Here is the stack trace.

java.lang.NumberFormatException: For input string: "200912031000"
at java.lang.NumberFormatException.forInputString(NumberFormatException.java:65)
at java.lang.Integer.parseInt(Integer.java:583)
at java.lang.Integer.valueOf(Integer.java:766)
at edu.stanford.nlp.ie.pascal.ISODateInstance.extractDay(ISODateInstance.java:1107)
at edu.stanford.nlp.ie.pascal.ISODateInstance.extractFields(ISODateInstance.java:398)
at edu.stanford.nlp.ie.pascal.ISODateInstance.<init>(ISODateInstance.java:82)
at edu.stanford.nlp.ie.QuantifiableEntityNormalizer.normalizedDateString(QuantifiableEntityNormalizer.java:363)
at edu.stanford.nlp.ie.QuantifiableEntityNormalizer.normalizedDateString(QuantifiableEntityNormalizer.java:338)
at edu.stanford.nlp.ie.QuantifiableEntityNormalizer.processEntity(QuantifiableEntityNormalizer.java:1018)
at edu.stanford.nlp.ie.QuantifiableEntityNormalizer.addNormalizedQuantitiesToEntities(QuantifiableEntityNormalizer.java:1320)
at edu.stanford.nlp.ie.NERClassifierCombiner.classifyWithGlobalInformation(NERClassifierCombiner.java:145)
at edu.stanford.nlp.ie.AbstractSequenceClassifier.classifySentenceWithGlobalInformation(AbstractSequenceClassifier.java:322)
at edu.stanford.nlp.pipeline.NERCombinerAnnotator.doOneSentence(NERCombinerAnnotator.java:148)
at edu.stanford.nlp.pipeline.SentenceAnnotator.annotate(SentenceAnnotator.java:95)
at edu.stanford.nlp.pipeline.NERCombinerAnnotator.annotate(NERCombinerAnnotator.java:137)
at edu.stanford.nlp.pipeline.AnnotationPipeline.annotate(AnnotationPipeline.java:67)
at edu.stanford.nlp.pipeline.StanfordCoreNLP.annotate(StanfordCoreNLP.java:847)

EDIT

I am looking at this again because I am addressing some sutime portions of my code currently and I can reproduce by simply doing:

    ISODateInstance idi = new ISODateInstance();
    boolean fields = idi.extractFields("200912031000");
    System.out.println(fields);

Note that true is the printed value.


Solution

  • Ok, so let me say why the problem existed.
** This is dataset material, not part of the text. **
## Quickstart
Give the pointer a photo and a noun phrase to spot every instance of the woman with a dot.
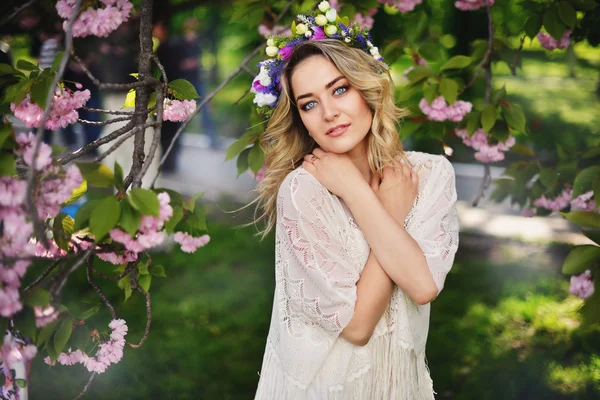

There were two problems with extractDay() in 3.4.1:

    1. Integer.valueOf is used in line 1107. This creates the error we see because the String, if it were to be construed as a number, certainly would be a Long. Long.valueOf is used in later versions.
    2. False should be returned from extractDay because it was unable to do anything with that string. However, the try block (line 1106) is inside the for loop (line 1097) meaning that after a failure, more tokens could be examined leading to the method eventually returning true. This will allow the annotation to be created even though technically no annotation should be created since parsing failed. The try was moved outside of the for block in later versions.

    So the only answer is update to a later version (although I can't update to a later version still at this time).